ADCO's onshore oil field lies along an elongated highly faulted northeast-southwest anticlinal trend. The main reservoirs are part of the Lower Cretaceous Upper Thamama Group, in particular the Shuaiba and Kharaib Formations interbedded with dense limestones. The impact of faults and associated fractures on fluid flow and reservoir connectivity within the field has been previously uncertain. Flow in these reservoirs is believed to be matrix dominated, but there is some evidence that fracturing enhances fluid flow in some areas as well as vertically across dense zones. This might become more pronounced with changes in reservoir pressure. This paper describes an integrated approach in detecting occurrence and disposition of fractures, their impact on fluid flow and sensitivity to changes of in-situ stresses.

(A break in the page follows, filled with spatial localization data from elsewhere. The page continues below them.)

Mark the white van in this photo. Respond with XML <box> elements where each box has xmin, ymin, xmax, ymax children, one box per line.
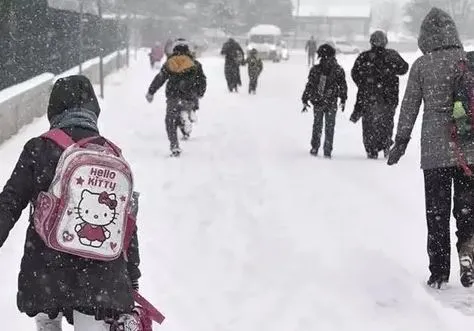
<box><xmin>247</xmin><ymin>24</ymin><xmax>283</xmax><ymax>62</ymax></box>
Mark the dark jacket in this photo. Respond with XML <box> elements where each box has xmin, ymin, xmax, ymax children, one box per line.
<box><xmin>395</xmin><ymin>7</ymin><xmax>474</xmax><ymax>169</ymax></box>
<box><xmin>0</xmin><ymin>76</ymin><xmax>141</xmax><ymax>323</ymax></box>
<box><xmin>220</xmin><ymin>39</ymin><xmax>244</xmax><ymax>65</ymax></box>
<box><xmin>351</xmin><ymin>47</ymin><xmax>409</xmax><ymax>109</ymax></box>
<box><xmin>244</xmin><ymin>55</ymin><xmax>263</xmax><ymax>80</ymax></box>
<box><xmin>221</xmin><ymin>39</ymin><xmax>244</xmax><ymax>87</ymax></box>
<box><xmin>148</xmin><ymin>52</ymin><xmax>207</xmax><ymax>102</ymax></box>
<box><xmin>302</xmin><ymin>57</ymin><xmax>348</xmax><ymax>108</ymax></box>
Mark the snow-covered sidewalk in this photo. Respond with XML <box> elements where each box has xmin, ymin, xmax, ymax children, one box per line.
<box><xmin>0</xmin><ymin>50</ymin><xmax>472</xmax><ymax>330</ymax></box>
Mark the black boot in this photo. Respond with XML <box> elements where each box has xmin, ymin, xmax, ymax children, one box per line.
<box><xmin>460</xmin><ymin>255</ymin><xmax>474</xmax><ymax>288</ymax></box>
<box><xmin>427</xmin><ymin>274</ymin><xmax>449</xmax><ymax>289</ymax></box>
<box><xmin>367</xmin><ymin>152</ymin><xmax>378</xmax><ymax>159</ymax></box>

ADCO has interpreted many faults from 3D seismic data, and has drilled a deviated cored well across a major fault in the reservoir. Core, logs, image log, petrographic analysis and pressure measurements across the fault have provided invaluable information and knowledge in understanding the relationships between fracture occurrence and rock mechanical/petrophysical properties. This is complemented with fracture characterization and structural interpretation from image logs of 32 vertical, deviated and horizontal wells. Finer scale structural information has been extracted from inspection of the cores from more than 30 wells.

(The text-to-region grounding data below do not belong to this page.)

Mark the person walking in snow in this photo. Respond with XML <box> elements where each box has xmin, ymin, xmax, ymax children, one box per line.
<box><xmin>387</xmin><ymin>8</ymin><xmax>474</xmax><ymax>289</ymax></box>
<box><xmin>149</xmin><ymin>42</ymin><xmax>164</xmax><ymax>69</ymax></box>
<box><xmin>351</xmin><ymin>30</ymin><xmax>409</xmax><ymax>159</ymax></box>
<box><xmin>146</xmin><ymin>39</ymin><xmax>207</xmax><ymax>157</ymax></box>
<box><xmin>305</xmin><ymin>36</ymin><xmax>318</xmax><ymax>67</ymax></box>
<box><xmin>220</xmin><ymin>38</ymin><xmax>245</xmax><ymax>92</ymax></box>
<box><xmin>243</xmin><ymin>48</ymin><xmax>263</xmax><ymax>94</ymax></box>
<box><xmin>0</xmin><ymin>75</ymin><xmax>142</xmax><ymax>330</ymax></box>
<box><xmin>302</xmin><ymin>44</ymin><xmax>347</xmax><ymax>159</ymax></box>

Overall, fractures are scarce, but their occurrence has given encouraging correlation with (1) reservoir rock type, (2) porosity, (3) distance to fault and (4) structural anomalies evident in seismic curvature attributes. These correlations support the extrapolation of interpretations away from the wells to identify where fractures are most likely to affect reservoir performance. Quantification of the effect of such fractures on production have been calibrated using an integrated analysis of lab test scale permeability at different confining pressures alongside CT-scans identifying small scale fracturing, and in-situ permeability measurements from well tests and production logging of well intervals with imaged fractures.

The novel parts of the workflow are how this characterization has produced a 3D discrete fracture network model with apertures of fractures controlled by present or future in-situ stress. When this fracture model is integrated with the 3D geomechanical model, the upscaled directional fracture permeabilities have shown sensitivity to production behavior based on the degree of reservoir depletion / injection.